Cotton, both dryland and irrigated, in the Lower Rio Grande Valley (LRGV) "looks really good," reports an IPM Extension agent.
Last week, in her Texas A&M AgriLife Extension newsletter Pest Cast, Danielle Sekula, IPM Extension agent, reports hot temperatures coupled with scattered rainfall across the LRGV, with rain totals ranging from half an inch to 2 inches in areas.
"Dryland cotton that was stressed two weeks ago is either at cutout or heavily blooming after the rains. The dryland cotton was showing a lot of shedding of small immature bolls and squares but many have good fruit retention, so now the plant can focus on filling out the fruit," writes Sekula. "Irrigated cotton was showing more fields with boll and square shedding, too, and most of what I've seen has good boll set. Overall, the cotton crop looks really good this year."

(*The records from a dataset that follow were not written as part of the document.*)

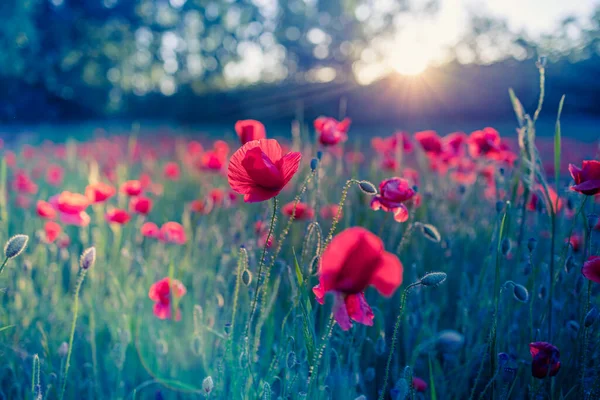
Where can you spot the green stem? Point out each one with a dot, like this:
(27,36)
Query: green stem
(395,337)
(72,335)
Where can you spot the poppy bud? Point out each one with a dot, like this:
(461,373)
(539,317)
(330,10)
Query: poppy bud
(520,293)
(367,187)
(431,233)
(541,62)
(208,385)
(505,246)
(63,349)
(380,346)
(531,244)
(246,277)
(592,220)
(88,258)
(433,279)
(15,246)
(590,317)
(370,374)
(291,360)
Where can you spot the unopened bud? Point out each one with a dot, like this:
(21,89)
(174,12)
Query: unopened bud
(367,187)
(15,246)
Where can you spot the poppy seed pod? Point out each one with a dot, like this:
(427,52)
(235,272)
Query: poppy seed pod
(367,187)
(208,385)
(15,246)
(520,293)
(433,279)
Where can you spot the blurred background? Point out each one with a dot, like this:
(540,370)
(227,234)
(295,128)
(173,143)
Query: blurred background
(412,64)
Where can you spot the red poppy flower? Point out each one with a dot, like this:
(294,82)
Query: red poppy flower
(70,203)
(330,211)
(172,232)
(54,175)
(332,131)
(131,188)
(591,269)
(149,229)
(303,211)
(23,184)
(419,384)
(392,194)
(118,216)
(99,192)
(587,179)
(172,171)
(259,170)
(484,142)
(249,129)
(546,359)
(161,293)
(52,231)
(430,142)
(354,260)
(141,205)
(45,209)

But Sekula says cotton predators like lacewings and big-eyed bugs are on the move. "I noticed tarnished plantbugs in cotton but most fields were pretty clean and not at threshold. Threshold for tarnished plantbugs is 10 tarnished plantbugs per 100 sweeps.
"We've started to pick up on a couple of Verde bugs in a couple of fields in the Raymondville area and are seeing higher number in Bayview, Los Fresnos and Rio Hondo," she says. "It's the same thing with stinkbugs, I'm seeing a couple of southern green stinkbugs every once in a while in cotton. Verde bugs along with tarnished plantbugs pierce immature bolls and squares with their mouthparts causing boll malformation to complete fruit loss."
Whiteflies are quickly on the rise in the Edinburg, Pharr, Progresso, Rangerville, and Santa Rosa areas. "If you have whiteflies present you will want to treat and get ahead of them to avoid sticky, stained, black cotton when the bolls open in July," Sekula warns. "I have seen a couple of bollworm eggs in fields but haven't seen damage or any bollworms present yet."
OTHER CROPS
As far as other crops, Sekula says the grain sorghum is drying up for harvest and as the rain cleared last week, growers began cutting. "Sesame is growing nicely and looking great after this last rain shower," she adds. And sunflower harvest in the McCook area has also begun.